L’eau est sans doute l’élément le plus critique pour la stabilité alimentaire. Bien que la teneur totale en humidité indique la quantité d’eau présente, c’est la disponibilité de cette eau – exprimée en activité de l’eau (aw) – qui détermine les taux de réaction microbienne, chimique et enzymatique dans les systèmes alimentaires.
Activité de l’eau par rapport à la teneur en humidité
L’activité de l’eau est définie comme le rapport entre la pression de vapeur de l’eau contenue dans un aliment et la pression de vapeur de l’eau pure à la même température (aw = p/p0). Contrairement à la teneur en humidité, qui est une mesure quantitative, l’activité de l’eau reflète l’état énergétique de l’eau et sa disponibilité pour les réactions biologiques et chimiques. Deux aliments ayant une teneur en humidité identique peuvent avoir des valeurs aw très différentes selon la force avec laquelle l’eau est liée à la matrice alimentaire.
Isothermes de sorption
Les isothermes de sorption d’humidité représentent graphiquement la relation entre l’activité de l’eau et la teneur en humidité d’équilibre à température constante. Les isothermes d’adsorption sont obtenues en ajoutant de l’eau à un échantillon sec, tandis que les isothermes de désorption sont obtenues en séchant un échantillon hydraté. La boucle d’hystérésis – l’écart entre les courbes d’adsorption et de désorption – donne un aperçu de la structure et de l’histoire des pores de l’aliment. Les modèles Brunauer-Emmett-Teller (BET) et Guggenheim-Anderson-de Boer (GAB) sont largement utilisés pour ajuster les données de sorption et estimer la teneur en eau de la monocouche.

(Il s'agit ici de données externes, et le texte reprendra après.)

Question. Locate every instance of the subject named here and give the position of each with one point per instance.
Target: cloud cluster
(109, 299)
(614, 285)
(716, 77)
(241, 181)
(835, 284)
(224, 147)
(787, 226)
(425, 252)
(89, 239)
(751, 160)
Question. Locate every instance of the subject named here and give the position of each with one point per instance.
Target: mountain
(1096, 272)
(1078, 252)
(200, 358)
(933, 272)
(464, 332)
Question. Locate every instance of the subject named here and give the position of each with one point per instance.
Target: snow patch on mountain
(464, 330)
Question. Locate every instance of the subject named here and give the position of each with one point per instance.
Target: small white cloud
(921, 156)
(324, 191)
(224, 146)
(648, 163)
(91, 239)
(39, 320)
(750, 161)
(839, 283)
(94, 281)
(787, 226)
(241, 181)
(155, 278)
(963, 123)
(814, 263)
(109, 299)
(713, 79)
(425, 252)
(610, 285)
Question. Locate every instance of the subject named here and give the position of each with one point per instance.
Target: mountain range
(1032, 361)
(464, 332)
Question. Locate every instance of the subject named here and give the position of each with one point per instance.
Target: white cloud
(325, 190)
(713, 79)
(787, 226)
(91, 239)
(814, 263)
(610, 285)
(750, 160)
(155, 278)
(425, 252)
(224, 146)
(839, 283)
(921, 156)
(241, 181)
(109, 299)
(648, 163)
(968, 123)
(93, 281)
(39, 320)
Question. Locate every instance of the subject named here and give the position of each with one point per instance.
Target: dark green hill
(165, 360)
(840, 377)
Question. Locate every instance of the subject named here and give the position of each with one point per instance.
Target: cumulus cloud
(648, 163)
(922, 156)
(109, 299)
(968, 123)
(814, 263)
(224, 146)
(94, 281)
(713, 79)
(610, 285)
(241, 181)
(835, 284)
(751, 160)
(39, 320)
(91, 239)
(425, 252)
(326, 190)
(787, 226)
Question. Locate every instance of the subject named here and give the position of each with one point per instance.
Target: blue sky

Eau et stabilité monocouche
La valeur de la monocouche (teneur en eau de la monocouche) représente la quantité d’eau étroitement liée aux sites polaires de la matrice alimentaire. Sous la monocouche, l’eau est pratiquement indisponible et la plupart des réactions de dégradation se déroulent très lentement. La stabilité maximale des aliments est généralement obtenue à des valeurs aw correspondant à la teneur en humidité de la monocouche, généralement comprises entre 0,20 et 0,40 aw selon l’aliment.
Limites de croissance microbienne
Les micro-organismes ont des seuils aw caractéristiques en dessous desquels ils ne peuvent pas proliférer. La plupart des bactéries nécessitent une aw supérieure à 0,91, la plupart des levures nécessitent une aw supérieure à 0,87 et la plupart des moisissures nécessitent une aw supérieure à 0,80. Les bactéries halophiles et les moisissures xérophiles peuvent se développer à des valeurs aw aussi basses que 0,75 et 0,61, respectivement. Contrôler l’activité de l’eau est donc une stratégie primordiale pour la conservation des aliments.
Taux de réaction chimique
L’activité de l’eau module également les taux de réaction chimique. Les taux d’oxydation des lipides sont les plus faibles avec une aw monocouche (0,2 à 0,4) et augmentent aux valeurs inférieures et supérieures. Le brunissement non enzymatique (réaction de Maillard) s’accélère avec l’augmentation de aw jusqu’à environ 0,7, puis diminue en raison de la dilution du réactif. L’activité enzymatique nécessite une aw suffisante pour permettre la diffusion du substrat et la flexibilité conformationnelle de l’enzyme.
Température de transition vitreuse
La température de transition vitreuse (Tg) est la température à laquelle un matériau alimentaire amorphe passe d’un état cassant et vitreux à un état caoutchouteux et mobile. Cette transition dépend fortement de la teneur en eau, car l’eau agit comme plastifiant. Les aliments stockés au-dessus de leur Tg sont plus susceptibles de cristalliser, de devenir collants et de s’effondrer.
Méthodes de mesure
L’activité de l’eau est mesurée à l’aide d’hygromètres électroniques qui déterminent l’humidité relative d’équilibre de l’espace libre au-dessus d’un échantillon. Les capteurs de point de rosée à miroir refroidi offrent des mesures rapides et précises, tandis que les capteurs capacitifs conviennent au contrôle qualité de routine. Toutes les mesures doivent être effectuées à une température contrôlée, généralement 25 °C, car aw dépend de la température. L’activité de l’eau est distincte de la détermination de la teneur en humidité : deux aliments ayant la même teneur en humidité peuvent avoir des valeurs aw différentes. Le contrôle de l’aw est un obstacle majeur à la prévention de la détérioration microbienne et est manipulé par le biais du séchage et déshydratation.